И какая же последняя мысль мелькает у меня, пока я не отрубился?
Не то, что я спас кому-то жизнь. Не то, что я понятия не имею, как мы проделали последние двести метров к шлюзу моего «Фантома», когда нас ждала верная смерть.
Мысль только одна: я пропустил Набор.
2. Аври
Я вся из бетона. Тело вырезано из куска камня, не могу шевельнуть и мышцей.
Только это я и знаю – что не могу шевельнуться.
Не знаю, как меня зовут. Не знаю, где я. Даже не знаю, почему ничего не вижу, не слышу, не осязаю, почему нет ни запахов, ни вкусов.
А потом… какие-то входные данные все же есть. Но это как когда падаешь и не знаешь, где верх, а где низ, или когда ударяет в тебя струей воды и непонятно, холодной или горячей, вот так и я не могу сказать, то ли слышу, то ли вижу, то ли чувствую. Просто знаю, что появилось что-то, чего раньше не было или чего я не ощущала, и я нетерпеливо жду, что будет дальше.
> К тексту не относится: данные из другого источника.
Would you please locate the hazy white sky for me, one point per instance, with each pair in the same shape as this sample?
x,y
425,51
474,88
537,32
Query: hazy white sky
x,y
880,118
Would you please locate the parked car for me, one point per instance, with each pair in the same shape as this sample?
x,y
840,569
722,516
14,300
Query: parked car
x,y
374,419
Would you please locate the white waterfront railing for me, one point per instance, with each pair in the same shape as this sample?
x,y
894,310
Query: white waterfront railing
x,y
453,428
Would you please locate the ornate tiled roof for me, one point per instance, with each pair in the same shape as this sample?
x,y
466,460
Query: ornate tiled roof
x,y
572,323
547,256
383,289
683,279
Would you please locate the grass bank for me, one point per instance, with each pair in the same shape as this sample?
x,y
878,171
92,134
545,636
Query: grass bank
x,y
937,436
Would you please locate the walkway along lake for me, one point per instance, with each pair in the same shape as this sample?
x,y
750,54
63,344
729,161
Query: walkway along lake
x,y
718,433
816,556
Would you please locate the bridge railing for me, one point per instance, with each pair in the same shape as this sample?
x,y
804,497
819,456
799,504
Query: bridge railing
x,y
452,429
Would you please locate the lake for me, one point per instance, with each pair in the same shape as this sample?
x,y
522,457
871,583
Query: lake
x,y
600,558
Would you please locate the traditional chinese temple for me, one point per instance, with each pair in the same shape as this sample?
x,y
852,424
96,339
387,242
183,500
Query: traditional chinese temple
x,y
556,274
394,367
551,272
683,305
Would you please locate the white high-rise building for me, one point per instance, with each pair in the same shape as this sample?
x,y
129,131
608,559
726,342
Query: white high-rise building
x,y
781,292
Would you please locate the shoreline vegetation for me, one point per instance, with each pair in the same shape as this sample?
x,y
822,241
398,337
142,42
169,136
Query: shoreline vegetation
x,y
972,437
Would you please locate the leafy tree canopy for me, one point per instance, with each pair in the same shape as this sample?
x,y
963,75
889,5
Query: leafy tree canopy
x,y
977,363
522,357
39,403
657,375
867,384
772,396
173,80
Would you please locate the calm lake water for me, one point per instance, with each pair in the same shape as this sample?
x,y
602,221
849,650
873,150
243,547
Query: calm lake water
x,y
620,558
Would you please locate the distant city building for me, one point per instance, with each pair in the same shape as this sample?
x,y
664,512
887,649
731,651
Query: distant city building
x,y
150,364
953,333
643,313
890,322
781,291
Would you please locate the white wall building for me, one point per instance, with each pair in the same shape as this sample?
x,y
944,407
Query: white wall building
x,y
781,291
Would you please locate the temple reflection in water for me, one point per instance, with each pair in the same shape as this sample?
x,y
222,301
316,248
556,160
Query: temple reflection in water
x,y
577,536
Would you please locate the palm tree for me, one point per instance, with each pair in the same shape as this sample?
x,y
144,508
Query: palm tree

– Мэм, прошу вас, позвольте, я унигласс возьму! Я отсюда настроюсь на Набор удаленно. Еще смогу поймать последние этапы, пусть даже я только…
Это молодой мужской голос, и я вдруг понимаю слова, хотя не знаю, о чем он говорит, но в его тоне такое отчаяние, что у меня пульс скачет быстрее в ответ.
– Вы же понимаете, как это важно!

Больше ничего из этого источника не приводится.